To his right, Vinyarion snorted, looked down at the water where they could see the shadows of the big fish swimming by.
"It's a mess, to be sure, but we are in the right," Vinyarion said. "I can see how difficult it will be ruling those who have rebelled against you, but the responsibility is yours to rule-- the right-- not Castamir's. He should not seize by force--"
"Vinya, were you truly fond of your hair color?"
"What?" Vinyarion asked, turning his back on the railing with a bit of a frustrated kick that made him look, again, like a young boy.
"That year of the picnic, when the girls were putting together teathricals and announced you couldn't play Beren because your hair was too light--"
"What has that to do with anything? Have you listened to a word I've said?"

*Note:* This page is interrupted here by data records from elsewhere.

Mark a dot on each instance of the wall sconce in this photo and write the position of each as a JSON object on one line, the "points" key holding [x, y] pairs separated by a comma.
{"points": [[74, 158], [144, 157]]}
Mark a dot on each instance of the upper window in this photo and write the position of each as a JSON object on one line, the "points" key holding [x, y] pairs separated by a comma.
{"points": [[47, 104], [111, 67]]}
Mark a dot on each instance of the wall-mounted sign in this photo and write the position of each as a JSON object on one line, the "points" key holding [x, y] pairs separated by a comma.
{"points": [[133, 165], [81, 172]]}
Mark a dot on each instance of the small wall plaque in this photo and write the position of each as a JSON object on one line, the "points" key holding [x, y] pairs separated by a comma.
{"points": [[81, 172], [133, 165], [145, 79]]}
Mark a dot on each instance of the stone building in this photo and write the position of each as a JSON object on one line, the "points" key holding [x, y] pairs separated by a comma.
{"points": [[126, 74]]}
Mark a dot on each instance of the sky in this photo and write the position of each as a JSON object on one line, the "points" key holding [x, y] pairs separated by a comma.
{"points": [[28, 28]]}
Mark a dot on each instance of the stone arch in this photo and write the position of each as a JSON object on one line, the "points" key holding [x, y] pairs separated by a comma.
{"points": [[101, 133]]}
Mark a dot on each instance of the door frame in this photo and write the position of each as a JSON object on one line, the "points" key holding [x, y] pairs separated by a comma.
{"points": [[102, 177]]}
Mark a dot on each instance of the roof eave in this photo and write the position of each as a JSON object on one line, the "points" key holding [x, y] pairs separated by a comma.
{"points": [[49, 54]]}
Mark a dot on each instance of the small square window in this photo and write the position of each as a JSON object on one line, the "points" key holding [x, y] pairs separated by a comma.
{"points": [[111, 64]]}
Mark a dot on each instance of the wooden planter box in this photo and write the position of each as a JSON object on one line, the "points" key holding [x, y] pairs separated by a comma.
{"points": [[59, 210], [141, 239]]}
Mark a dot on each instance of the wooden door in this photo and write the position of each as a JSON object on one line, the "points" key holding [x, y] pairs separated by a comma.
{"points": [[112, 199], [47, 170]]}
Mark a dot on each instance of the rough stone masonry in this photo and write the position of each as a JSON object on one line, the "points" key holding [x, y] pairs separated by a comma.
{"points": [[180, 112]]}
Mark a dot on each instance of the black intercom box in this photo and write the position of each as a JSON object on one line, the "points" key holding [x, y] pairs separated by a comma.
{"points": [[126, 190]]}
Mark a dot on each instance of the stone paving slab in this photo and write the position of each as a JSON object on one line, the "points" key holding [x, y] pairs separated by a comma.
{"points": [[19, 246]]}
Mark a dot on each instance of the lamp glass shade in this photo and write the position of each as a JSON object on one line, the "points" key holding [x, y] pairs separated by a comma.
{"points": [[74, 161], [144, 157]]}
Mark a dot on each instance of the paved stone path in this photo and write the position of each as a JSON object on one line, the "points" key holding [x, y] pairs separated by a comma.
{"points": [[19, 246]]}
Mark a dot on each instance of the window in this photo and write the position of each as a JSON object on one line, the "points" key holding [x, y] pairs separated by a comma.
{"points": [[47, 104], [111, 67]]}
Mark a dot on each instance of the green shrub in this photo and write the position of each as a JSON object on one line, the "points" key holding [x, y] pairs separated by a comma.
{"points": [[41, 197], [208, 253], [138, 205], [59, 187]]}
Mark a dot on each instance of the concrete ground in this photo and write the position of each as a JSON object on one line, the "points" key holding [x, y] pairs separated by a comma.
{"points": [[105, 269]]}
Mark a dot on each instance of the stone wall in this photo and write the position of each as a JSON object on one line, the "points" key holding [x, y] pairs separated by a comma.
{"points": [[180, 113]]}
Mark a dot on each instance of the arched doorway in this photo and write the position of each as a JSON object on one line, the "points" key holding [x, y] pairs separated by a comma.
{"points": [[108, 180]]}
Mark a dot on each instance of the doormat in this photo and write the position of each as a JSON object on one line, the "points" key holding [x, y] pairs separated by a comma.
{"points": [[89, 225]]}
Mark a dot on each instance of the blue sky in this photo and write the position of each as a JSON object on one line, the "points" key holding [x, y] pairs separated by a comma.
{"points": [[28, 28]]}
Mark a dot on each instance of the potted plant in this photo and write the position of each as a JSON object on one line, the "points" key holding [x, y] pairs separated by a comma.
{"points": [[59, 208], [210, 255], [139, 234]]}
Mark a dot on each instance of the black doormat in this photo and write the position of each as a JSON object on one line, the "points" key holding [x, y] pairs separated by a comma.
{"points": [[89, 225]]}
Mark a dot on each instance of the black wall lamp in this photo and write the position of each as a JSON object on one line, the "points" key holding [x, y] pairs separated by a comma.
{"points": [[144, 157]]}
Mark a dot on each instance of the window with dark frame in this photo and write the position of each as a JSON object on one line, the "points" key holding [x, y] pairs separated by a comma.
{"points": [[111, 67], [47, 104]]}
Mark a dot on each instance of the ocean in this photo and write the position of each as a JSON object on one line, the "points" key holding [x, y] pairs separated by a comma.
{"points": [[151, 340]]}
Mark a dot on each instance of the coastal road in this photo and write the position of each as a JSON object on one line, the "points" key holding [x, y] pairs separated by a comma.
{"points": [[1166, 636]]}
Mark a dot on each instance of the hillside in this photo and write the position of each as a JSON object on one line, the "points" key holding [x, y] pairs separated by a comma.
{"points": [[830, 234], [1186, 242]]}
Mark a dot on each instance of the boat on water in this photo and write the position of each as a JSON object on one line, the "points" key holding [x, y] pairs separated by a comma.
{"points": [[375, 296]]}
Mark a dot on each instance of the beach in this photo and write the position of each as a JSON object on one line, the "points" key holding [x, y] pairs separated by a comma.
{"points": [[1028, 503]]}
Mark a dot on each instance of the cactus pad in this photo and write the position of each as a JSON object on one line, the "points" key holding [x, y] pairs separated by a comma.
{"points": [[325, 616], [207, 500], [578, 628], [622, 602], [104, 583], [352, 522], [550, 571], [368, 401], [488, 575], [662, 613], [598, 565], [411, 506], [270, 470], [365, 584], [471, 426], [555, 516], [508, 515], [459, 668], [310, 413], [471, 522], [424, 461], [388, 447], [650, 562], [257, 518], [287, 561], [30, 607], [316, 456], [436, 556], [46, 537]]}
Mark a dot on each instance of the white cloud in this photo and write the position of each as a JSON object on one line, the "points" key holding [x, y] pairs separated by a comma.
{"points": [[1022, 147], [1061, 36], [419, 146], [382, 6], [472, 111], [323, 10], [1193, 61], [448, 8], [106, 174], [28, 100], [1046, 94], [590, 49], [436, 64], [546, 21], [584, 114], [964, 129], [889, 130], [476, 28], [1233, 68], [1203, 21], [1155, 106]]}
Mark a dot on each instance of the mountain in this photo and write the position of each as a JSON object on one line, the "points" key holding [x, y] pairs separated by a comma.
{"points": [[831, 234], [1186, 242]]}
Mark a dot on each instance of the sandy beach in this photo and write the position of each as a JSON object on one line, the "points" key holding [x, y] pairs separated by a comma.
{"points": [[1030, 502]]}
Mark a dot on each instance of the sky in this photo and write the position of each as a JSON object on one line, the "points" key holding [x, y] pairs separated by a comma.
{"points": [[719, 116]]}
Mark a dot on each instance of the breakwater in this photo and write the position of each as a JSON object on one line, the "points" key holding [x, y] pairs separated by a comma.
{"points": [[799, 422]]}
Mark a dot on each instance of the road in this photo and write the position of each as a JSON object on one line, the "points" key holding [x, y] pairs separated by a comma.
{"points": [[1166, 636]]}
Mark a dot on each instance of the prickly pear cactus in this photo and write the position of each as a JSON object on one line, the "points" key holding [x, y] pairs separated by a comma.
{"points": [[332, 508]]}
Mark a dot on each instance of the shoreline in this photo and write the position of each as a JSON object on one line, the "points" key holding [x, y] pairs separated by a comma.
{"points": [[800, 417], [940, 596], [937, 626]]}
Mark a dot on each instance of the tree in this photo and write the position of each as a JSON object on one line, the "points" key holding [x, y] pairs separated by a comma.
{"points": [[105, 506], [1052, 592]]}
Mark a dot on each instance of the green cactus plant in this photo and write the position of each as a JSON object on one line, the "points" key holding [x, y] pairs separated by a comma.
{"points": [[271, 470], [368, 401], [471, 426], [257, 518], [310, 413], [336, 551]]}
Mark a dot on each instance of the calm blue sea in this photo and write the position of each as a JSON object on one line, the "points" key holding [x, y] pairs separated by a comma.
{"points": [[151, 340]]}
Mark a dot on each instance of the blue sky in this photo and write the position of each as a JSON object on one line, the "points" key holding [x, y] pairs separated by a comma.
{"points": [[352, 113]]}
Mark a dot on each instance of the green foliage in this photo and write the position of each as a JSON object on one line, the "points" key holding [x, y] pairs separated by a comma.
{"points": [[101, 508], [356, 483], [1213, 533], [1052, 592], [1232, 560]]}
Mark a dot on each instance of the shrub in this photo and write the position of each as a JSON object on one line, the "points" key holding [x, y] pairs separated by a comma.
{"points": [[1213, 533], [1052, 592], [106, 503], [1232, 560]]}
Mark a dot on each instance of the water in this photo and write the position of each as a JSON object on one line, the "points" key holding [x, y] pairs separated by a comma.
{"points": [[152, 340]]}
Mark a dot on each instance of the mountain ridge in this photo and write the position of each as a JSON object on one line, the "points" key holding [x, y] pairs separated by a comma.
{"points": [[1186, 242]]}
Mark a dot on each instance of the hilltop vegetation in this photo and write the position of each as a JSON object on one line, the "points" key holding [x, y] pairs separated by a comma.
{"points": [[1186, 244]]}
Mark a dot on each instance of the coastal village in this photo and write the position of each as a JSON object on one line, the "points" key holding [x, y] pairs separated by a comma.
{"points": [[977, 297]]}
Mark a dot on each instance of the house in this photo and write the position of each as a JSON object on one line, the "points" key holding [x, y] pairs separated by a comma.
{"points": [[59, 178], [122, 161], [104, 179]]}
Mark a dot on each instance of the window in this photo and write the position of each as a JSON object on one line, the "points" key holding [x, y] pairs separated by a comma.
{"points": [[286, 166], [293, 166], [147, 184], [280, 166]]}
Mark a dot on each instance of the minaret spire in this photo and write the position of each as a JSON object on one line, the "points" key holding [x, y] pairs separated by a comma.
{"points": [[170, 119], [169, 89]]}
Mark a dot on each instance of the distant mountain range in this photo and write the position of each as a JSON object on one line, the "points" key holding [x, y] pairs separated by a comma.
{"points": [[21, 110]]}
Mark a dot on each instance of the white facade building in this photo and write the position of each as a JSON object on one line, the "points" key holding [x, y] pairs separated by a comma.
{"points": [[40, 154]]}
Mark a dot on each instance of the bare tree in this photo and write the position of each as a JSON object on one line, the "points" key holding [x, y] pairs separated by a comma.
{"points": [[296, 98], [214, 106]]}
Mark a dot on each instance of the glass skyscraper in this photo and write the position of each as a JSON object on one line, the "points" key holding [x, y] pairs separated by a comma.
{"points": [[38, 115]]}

"Well, yes! Though you sent me to wash and scrub it until my fingers hurt, as if that would change anything."
"Yes," Eldacar said, remembering. "I can see now that was a useless course of action."
"Useless?" Vinyarion asked with a bitter laugh. "You cannot know what that did to me back then. I couldn't see why it would anger you so; after all, I got my red hair from you..."
That was true, and an awful inheritance to pass down to such a smart, lively, interesting boy. A red-haired Dunadan, just like himself. What kind of future would he have? Would he have to wrest everything out of life, just like he'd had to do? Yet, now that he was older, and at the brink of death, he realized that it was not so much that others had trouble accepting him-- the trouble was with himself.
Turning back from the eastern side and gazing in toward the city center, he felt so very weary of everything. What was there to fight for if people had ousted him? Why should he care to return to power? For what? He could not even repair what should have been a friendship with his grandson, the one most like him.
"My blood started this war," he said, with a sigh, "and it is my blood that will end it."
The startled response from Vinyarion, however, gave him pause; the utter bewilderment of his glance, the way his body tensed for that awful moment of realization.
"My trying to swim to the other side should not bother you, then," he said with a low, rueful snort. "Your blood runs through my veins, after all."
The horror that gripped him at those words could not be too soon forgotten.
"Never say that again," he finally said, when he could.
Vinyarion simply looked down at his shoes, shuffled a foot. "Let us hope, then, that you are not proven right."
As he watched his only grandson walk away, the one who should have inherited a throne, if he still had one, Eldacar cursed his father, yet again.